Wanita cantik molek yang dipanggil Lopita Zora, tersenyum penuh misteri. Dengan gerakan menggoda, ia mengibaskan sejumput rambut yang menutupi wajahnya. “Paduka, apakah ada kaitannya dengan aura wajahmu yang menampakkan kegelisahan sangat kentara itu?”
Lopita Zora kemudian memutar tubuhnya membelakangi sang raja, mengundang Rajendra Sanjaya untuk mendekat pada wanita molek tersebut. Diam-diam dari belakang, Rajendra Sanjaya melingkarkan tangannya pada pinggang Lopita Zora. “Paduka, jangan bertindak ceroboh! Bagaimana jika ada yang melihatmu melakukan ini padaku!”
“Bukankah kau sudah tahu, Lopita? Jika aku murung, hanya dirimu yang mampu mengobati kegelisahan di dalam pikiran ini.”
Senyum wanita sakti pemilik Ilmu Bersalin Wajah itu mengembang, hal ini begitu menggoda penguasa Nagri Jaya Dwipa tersebut.

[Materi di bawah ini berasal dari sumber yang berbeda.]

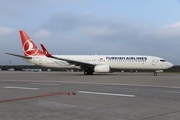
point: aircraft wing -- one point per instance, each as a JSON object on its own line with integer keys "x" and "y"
{"x": 21, "y": 56}
{"x": 75, "y": 62}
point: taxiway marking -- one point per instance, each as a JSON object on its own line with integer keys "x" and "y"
{"x": 45, "y": 84}
{"x": 99, "y": 93}
{"x": 11, "y": 87}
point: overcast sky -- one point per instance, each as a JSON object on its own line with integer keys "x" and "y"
{"x": 115, "y": 27}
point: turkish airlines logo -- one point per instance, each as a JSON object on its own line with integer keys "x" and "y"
{"x": 29, "y": 48}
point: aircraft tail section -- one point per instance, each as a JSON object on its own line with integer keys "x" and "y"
{"x": 29, "y": 47}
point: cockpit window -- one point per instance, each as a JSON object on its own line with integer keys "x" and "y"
{"x": 163, "y": 60}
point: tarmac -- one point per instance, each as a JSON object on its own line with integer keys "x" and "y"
{"x": 75, "y": 96}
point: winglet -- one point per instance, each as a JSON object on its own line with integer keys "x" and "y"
{"x": 45, "y": 51}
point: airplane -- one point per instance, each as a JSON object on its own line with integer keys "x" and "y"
{"x": 89, "y": 63}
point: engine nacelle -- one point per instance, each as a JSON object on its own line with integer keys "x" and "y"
{"x": 102, "y": 68}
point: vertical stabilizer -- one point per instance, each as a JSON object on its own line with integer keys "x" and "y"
{"x": 29, "y": 47}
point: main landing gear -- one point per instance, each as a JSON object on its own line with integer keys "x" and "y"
{"x": 88, "y": 72}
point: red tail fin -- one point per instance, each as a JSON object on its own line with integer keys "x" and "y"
{"x": 29, "y": 47}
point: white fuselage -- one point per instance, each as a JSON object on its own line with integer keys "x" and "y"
{"x": 114, "y": 61}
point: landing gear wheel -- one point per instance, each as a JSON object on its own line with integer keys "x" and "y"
{"x": 88, "y": 72}
{"x": 155, "y": 73}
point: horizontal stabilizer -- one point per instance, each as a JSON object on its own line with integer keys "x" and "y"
{"x": 21, "y": 56}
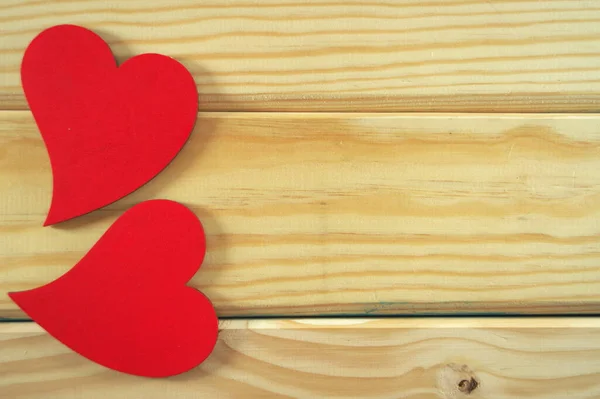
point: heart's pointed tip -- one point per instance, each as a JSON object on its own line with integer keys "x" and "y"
{"x": 17, "y": 297}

Kecantikan serta kemolekan tubuh wanita itu tersohor seantero Nagri Jaya Dwipa, bahkan permaisuri kerajaan sering dibanding-bandingkan dengannya.

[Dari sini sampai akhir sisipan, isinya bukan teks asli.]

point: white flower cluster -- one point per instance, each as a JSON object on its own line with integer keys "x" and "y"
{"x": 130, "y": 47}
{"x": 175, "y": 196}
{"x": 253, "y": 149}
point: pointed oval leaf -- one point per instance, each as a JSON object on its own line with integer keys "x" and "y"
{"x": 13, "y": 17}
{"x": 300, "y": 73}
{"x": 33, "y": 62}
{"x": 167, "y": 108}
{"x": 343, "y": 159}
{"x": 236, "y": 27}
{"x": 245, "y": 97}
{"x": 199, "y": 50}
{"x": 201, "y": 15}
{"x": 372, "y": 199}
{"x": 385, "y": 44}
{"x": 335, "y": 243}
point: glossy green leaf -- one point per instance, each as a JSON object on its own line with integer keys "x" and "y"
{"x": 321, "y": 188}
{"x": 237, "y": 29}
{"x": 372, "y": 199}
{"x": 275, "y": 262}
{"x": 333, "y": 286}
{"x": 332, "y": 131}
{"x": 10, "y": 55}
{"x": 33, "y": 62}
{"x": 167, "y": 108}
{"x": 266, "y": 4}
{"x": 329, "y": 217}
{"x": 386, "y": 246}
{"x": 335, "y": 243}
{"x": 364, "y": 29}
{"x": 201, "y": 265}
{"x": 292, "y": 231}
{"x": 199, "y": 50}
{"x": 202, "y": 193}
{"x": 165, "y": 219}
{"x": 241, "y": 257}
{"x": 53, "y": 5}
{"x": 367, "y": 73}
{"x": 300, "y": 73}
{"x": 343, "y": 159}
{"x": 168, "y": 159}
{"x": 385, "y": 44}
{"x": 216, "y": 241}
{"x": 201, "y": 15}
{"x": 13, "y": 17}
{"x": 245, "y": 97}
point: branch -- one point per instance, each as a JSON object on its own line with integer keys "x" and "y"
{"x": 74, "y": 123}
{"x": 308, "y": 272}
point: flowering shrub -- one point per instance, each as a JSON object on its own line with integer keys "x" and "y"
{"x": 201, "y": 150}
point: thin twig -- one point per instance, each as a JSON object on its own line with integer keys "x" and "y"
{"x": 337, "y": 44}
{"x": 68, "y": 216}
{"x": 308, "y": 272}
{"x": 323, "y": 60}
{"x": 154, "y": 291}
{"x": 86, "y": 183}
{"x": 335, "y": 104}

Raut murung yang sebelumnya menghiasi rona wajah Raja Rajendra Sanjaya seketika berubah seperti orang yang dipenuhi hasrat, setelah melihat dari dekat kemolekan tubuh wanita di hadapannya. Sang Raja menggamit punggung wanita yang sesungguhnya sudah tak muda lagi itu.
Lopita Zora hanya diam dan tersenyum menggoda saat Rajendra Sanjaya menggendongnya menuju ke sebuah bilik di balairung. Ia sudah tahu apa yang diinginkan oleh sang raja.

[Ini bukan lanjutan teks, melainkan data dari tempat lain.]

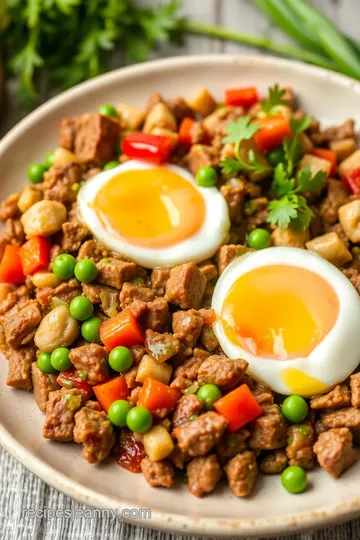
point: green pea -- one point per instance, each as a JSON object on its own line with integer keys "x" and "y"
{"x": 121, "y": 359}
{"x": 81, "y": 308}
{"x": 259, "y": 239}
{"x": 110, "y": 165}
{"x": 60, "y": 359}
{"x": 90, "y": 330}
{"x": 206, "y": 177}
{"x": 108, "y": 110}
{"x": 294, "y": 409}
{"x": 36, "y": 173}
{"x": 85, "y": 270}
{"x": 294, "y": 479}
{"x": 63, "y": 266}
{"x": 139, "y": 419}
{"x": 44, "y": 362}
{"x": 118, "y": 411}
{"x": 276, "y": 156}
{"x": 49, "y": 160}
{"x": 209, "y": 393}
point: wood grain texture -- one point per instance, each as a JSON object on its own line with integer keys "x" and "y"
{"x": 21, "y": 490}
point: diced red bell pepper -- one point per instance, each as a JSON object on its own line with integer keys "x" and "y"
{"x": 122, "y": 329}
{"x": 129, "y": 452}
{"x": 71, "y": 378}
{"x": 35, "y": 255}
{"x": 153, "y": 148}
{"x": 156, "y": 396}
{"x": 110, "y": 391}
{"x": 244, "y": 97}
{"x": 329, "y": 155}
{"x": 272, "y": 130}
{"x": 11, "y": 270}
{"x": 238, "y": 407}
{"x": 352, "y": 181}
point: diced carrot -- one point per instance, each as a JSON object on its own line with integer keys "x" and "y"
{"x": 238, "y": 407}
{"x": 122, "y": 329}
{"x": 110, "y": 391}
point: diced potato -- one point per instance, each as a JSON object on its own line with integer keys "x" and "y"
{"x": 131, "y": 117}
{"x": 343, "y": 148}
{"x": 165, "y": 133}
{"x": 202, "y": 102}
{"x": 149, "y": 368}
{"x": 63, "y": 157}
{"x": 290, "y": 238}
{"x": 350, "y": 163}
{"x": 331, "y": 248}
{"x": 315, "y": 164}
{"x": 28, "y": 197}
{"x": 349, "y": 217}
{"x": 158, "y": 443}
{"x": 160, "y": 116}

“Lopita Zora, kecantikanmu membuatku tak mampu menahan hasrat ini!” bisik Rajendra Sanjaya perlahan saat ia meletakan tubuh Lopita Zora ke atas sebuah dipan.
“Paduka, aku hanya milikmu saat ini!” Lopita Zora mengedipkan sebelah matanya dengan genit.
Napas Rajendra Sanjaya semakin memburu, tanpa membuang waktu ia langsung menyerang bibir indah Lopita Zora. Penasihat raja dengan kemampuan nujum yang sangat tersohor itu terlihat menikmati apa yang dilakukan Rajendra Sanjaya padanya.
Kedua manusia tersebut terlibat dalam pergulatan yang dipenuhi oleh gelora, sehingga membuat keduanya dibanjiri peluh. Tubuh keduanya secara bergantian saling menindih. Rajendra Sanjaya dan Lopita Zora saling bertukar cairan cinta untuk memuaskan nafsu satu sama lain.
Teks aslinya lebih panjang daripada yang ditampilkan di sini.